Bereavement web workshop - stakeholder feedback

Workshop aims

To establish:

  • What questions and concerns do HMRC customers raise with Third Sector organisations in respect of bereavement issues – specifically bereavement and tax issues?
  • How can HMRC improve its website offering to best address customer needs?
  • Feedback from group
  • Sign post the bereaved to other help – there should be strong links from the government websites to the non profit organisations that can help such as Cruse.
  • Guidance is needed to help survivors sort out their own tax affairs – not just those of the deceased.
  • Remind survivors that a new Tax Credit claim needs to be made to change their status to that of single person.
  • Form R27 frightens older people - is there any online help?
  • Fathers are in the parental driving seat sometimes for the first time, there are a lot of new challenges for them and may be many issues that they don’t understand and will need additional guidance on it can be a very traumatic time.

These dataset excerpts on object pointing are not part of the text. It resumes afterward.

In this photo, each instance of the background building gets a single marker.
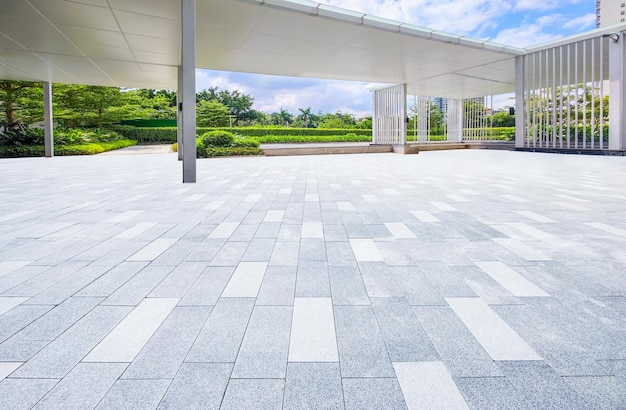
(610, 12)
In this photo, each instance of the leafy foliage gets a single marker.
(21, 101)
(210, 152)
(218, 139)
(212, 114)
(296, 139)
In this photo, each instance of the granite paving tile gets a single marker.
(313, 386)
(264, 349)
(404, 337)
(24, 393)
(83, 387)
(59, 357)
(220, 338)
(166, 350)
(372, 393)
(458, 349)
(362, 350)
(278, 286)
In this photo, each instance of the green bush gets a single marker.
(167, 135)
(240, 141)
(13, 151)
(297, 139)
(109, 146)
(80, 149)
(61, 150)
(146, 135)
(218, 139)
(211, 152)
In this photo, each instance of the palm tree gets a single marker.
(305, 116)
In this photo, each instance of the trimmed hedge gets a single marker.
(296, 139)
(211, 152)
(146, 135)
(155, 122)
(62, 150)
(167, 135)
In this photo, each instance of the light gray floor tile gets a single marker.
(372, 393)
(312, 250)
(207, 289)
(57, 320)
(62, 250)
(362, 350)
(278, 287)
(59, 357)
(130, 336)
(223, 331)
(254, 394)
(313, 386)
(83, 387)
(23, 393)
(541, 386)
(224, 230)
(246, 280)
(111, 281)
(230, 254)
(134, 394)
(312, 280)
(379, 280)
(405, 339)
(179, 281)
(153, 250)
(198, 386)
(428, 385)
(490, 393)
(347, 287)
(457, 347)
(493, 333)
(313, 337)
(601, 392)
(163, 355)
(265, 346)
(139, 286)
(365, 250)
(8, 303)
(510, 279)
(6, 368)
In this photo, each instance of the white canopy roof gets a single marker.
(136, 43)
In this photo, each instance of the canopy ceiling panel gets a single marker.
(136, 43)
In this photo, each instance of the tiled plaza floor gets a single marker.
(480, 279)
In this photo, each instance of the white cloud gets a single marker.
(543, 5)
(458, 16)
(529, 34)
(587, 21)
(273, 93)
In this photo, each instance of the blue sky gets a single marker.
(513, 22)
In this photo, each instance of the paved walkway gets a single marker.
(454, 279)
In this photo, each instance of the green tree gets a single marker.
(212, 114)
(239, 104)
(337, 120)
(21, 101)
(305, 117)
(502, 118)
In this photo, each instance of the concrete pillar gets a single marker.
(189, 89)
(520, 104)
(179, 113)
(403, 114)
(456, 107)
(617, 93)
(48, 124)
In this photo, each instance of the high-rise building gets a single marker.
(610, 12)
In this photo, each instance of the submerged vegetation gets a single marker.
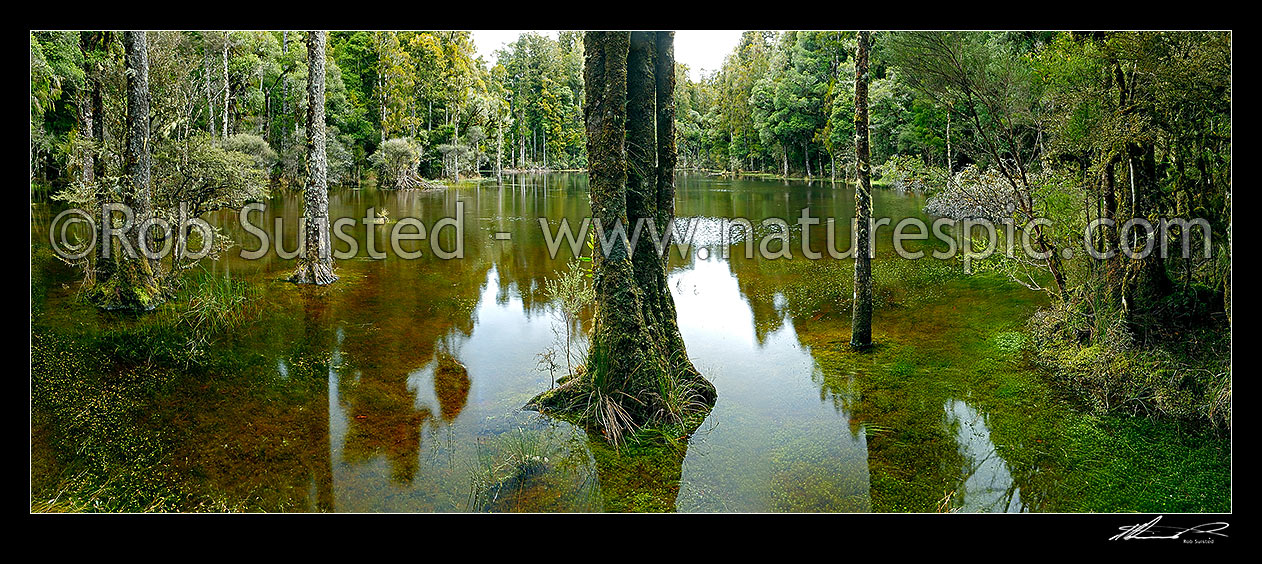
(1087, 377)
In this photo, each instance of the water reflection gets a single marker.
(399, 389)
(984, 483)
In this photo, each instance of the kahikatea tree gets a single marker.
(637, 371)
(316, 264)
(861, 321)
(130, 282)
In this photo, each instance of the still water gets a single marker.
(400, 386)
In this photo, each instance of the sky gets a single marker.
(698, 49)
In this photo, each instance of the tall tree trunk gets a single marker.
(227, 85)
(86, 111)
(632, 375)
(668, 319)
(316, 264)
(861, 322)
(131, 283)
(211, 124)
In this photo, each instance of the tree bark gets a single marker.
(635, 364)
(130, 282)
(316, 264)
(861, 322)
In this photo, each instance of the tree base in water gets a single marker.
(313, 273)
(130, 288)
(672, 411)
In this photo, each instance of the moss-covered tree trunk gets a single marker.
(637, 371)
(130, 280)
(861, 321)
(316, 264)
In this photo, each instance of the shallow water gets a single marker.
(399, 387)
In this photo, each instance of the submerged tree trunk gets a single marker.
(129, 282)
(316, 264)
(637, 371)
(227, 86)
(861, 322)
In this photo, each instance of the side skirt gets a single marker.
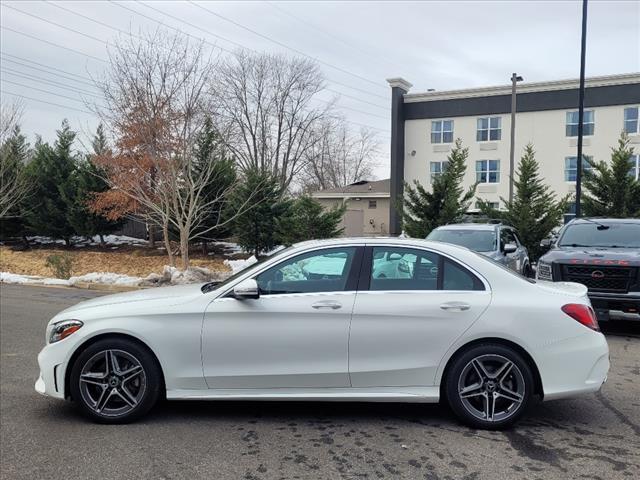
(350, 394)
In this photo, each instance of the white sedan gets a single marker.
(314, 322)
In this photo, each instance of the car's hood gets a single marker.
(594, 256)
(167, 295)
(563, 288)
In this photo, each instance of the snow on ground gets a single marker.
(237, 265)
(169, 276)
(95, 277)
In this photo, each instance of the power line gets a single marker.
(66, 86)
(327, 34)
(4, 80)
(56, 24)
(208, 32)
(48, 71)
(28, 76)
(2, 27)
(299, 52)
(6, 92)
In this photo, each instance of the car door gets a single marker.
(402, 326)
(295, 334)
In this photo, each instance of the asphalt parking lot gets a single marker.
(594, 436)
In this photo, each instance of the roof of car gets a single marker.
(605, 220)
(470, 226)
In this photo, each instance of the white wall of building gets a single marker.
(545, 129)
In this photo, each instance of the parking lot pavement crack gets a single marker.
(621, 416)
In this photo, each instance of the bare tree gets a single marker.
(339, 156)
(13, 184)
(156, 105)
(265, 112)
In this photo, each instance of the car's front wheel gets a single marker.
(115, 381)
(489, 386)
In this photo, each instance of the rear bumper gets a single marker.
(574, 366)
(608, 306)
(52, 363)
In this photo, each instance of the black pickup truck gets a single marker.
(604, 255)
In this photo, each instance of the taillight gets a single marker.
(582, 313)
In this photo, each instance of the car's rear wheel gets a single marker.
(115, 381)
(489, 386)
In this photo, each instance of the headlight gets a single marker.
(544, 271)
(61, 330)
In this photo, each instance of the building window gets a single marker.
(442, 131)
(572, 123)
(634, 171)
(488, 171)
(571, 167)
(631, 120)
(489, 128)
(494, 205)
(436, 169)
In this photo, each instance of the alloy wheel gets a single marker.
(491, 388)
(112, 383)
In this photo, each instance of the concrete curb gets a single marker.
(98, 287)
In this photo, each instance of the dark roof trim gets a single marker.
(526, 102)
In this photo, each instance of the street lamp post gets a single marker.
(581, 110)
(515, 78)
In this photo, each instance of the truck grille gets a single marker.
(599, 278)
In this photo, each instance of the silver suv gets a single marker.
(495, 240)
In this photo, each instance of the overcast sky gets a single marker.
(433, 44)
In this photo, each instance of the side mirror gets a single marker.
(246, 289)
(510, 248)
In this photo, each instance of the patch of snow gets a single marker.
(238, 265)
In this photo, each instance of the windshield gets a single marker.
(477, 240)
(612, 235)
(209, 287)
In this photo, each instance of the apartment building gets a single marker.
(424, 127)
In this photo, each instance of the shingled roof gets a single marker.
(363, 187)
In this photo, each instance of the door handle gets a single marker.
(333, 305)
(455, 306)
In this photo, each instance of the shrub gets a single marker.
(60, 264)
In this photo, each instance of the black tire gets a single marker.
(493, 395)
(141, 387)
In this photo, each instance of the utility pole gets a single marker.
(581, 110)
(515, 78)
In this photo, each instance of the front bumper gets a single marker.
(626, 307)
(52, 361)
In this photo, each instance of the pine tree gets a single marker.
(534, 211)
(425, 210)
(14, 155)
(307, 220)
(210, 148)
(53, 175)
(609, 190)
(261, 201)
(89, 180)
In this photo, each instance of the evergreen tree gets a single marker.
(14, 155)
(534, 211)
(210, 148)
(261, 202)
(609, 190)
(307, 220)
(53, 175)
(89, 180)
(425, 210)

  • Widows are often becoming a taxpayer for the first time as well as having to sort out the estate following the bereavement.
  • There is no departmental sense of the magnitude of how much bereaved people are suffering – survivors feel it’s hard to undertake the journeys/procedures they are required to make – HMRC needs to get their tone of communications right.

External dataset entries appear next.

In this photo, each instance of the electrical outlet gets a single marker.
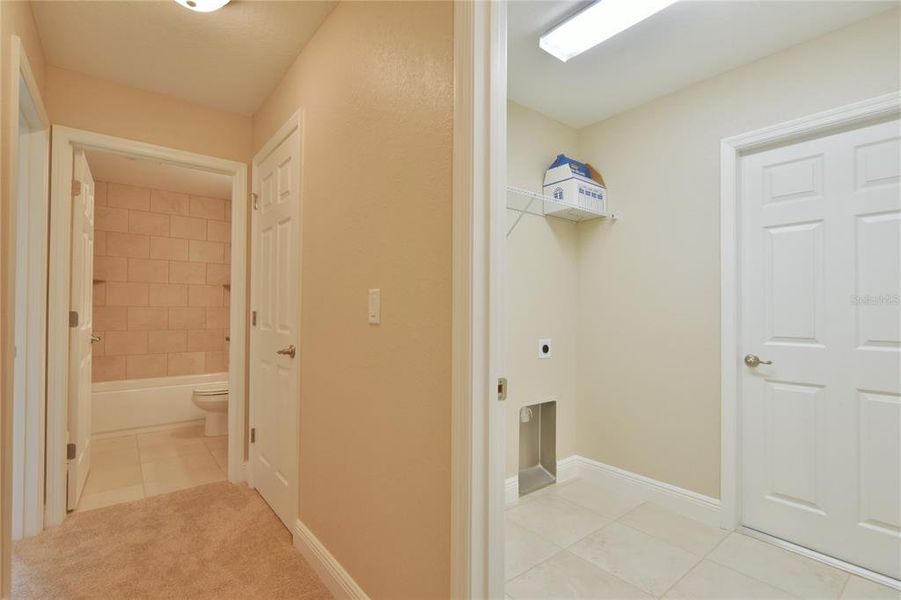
(544, 348)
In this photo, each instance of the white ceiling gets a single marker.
(687, 42)
(230, 59)
(115, 168)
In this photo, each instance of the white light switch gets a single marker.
(375, 306)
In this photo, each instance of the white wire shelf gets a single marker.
(541, 205)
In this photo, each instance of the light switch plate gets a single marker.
(375, 306)
(544, 348)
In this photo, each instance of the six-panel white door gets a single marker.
(81, 331)
(820, 273)
(275, 368)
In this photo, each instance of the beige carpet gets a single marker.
(214, 541)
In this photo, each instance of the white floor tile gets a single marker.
(859, 588)
(708, 580)
(643, 560)
(523, 549)
(786, 570)
(565, 575)
(688, 534)
(593, 496)
(559, 521)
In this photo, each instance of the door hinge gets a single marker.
(502, 388)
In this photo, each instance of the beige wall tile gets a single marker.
(206, 252)
(147, 365)
(147, 317)
(186, 363)
(110, 219)
(99, 243)
(187, 318)
(186, 272)
(110, 318)
(148, 223)
(148, 270)
(217, 274)
(107, 368)
(100, 193)
(125, 342)
(127, 196)
(218, 231)
(205, 295)
(217, 318)
(110, 268)
(191, 228)
(168, 248)
(208, 208)
(171, 203)
(216, 362)
(163, 342)
(120, 293)
(132, 245)
(207, 340)
(168, 294)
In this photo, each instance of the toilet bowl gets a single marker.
(213, 399)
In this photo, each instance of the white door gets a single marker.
(275, 368)
(81, 328)
(820, 272)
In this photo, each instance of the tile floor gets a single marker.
(577, 540)
(139, 466)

  • Help the Aged has a good booklet and uses a good tone.
  • The DWP’s D49 booklet – What to do after a death in England and Wales - has not been updated since 2006 and the HMRC contact information is out of date.

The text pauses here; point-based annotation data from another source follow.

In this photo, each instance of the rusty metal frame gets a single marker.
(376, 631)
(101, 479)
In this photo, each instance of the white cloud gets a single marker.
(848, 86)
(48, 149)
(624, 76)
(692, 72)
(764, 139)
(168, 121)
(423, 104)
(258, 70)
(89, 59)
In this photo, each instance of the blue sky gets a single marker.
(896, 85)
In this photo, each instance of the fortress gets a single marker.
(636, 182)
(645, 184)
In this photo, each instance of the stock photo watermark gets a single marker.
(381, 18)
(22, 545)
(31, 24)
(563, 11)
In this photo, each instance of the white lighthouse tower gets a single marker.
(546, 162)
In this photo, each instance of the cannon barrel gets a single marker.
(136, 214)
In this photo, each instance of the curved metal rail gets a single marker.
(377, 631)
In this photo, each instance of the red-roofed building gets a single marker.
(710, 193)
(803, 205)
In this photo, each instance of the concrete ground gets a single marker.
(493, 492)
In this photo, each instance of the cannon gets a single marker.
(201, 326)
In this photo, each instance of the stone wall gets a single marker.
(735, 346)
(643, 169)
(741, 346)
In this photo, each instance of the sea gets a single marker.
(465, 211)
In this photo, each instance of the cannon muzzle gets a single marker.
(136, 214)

  • The Directgov website advises the bereaved to contact the deceased’s tax office but gives no guidance as to how to do that.
  • The HMRC Inheritance Tax/Probate Helpline should take on all bereavement calls.
  • The bereaved should be provided with a step by step guide of actions they need to take and issues they need to consider.
  • Contact information is hard to find on the website.
  • The bereaved are often coming to the benefits system for the first time in their lives and they are scared.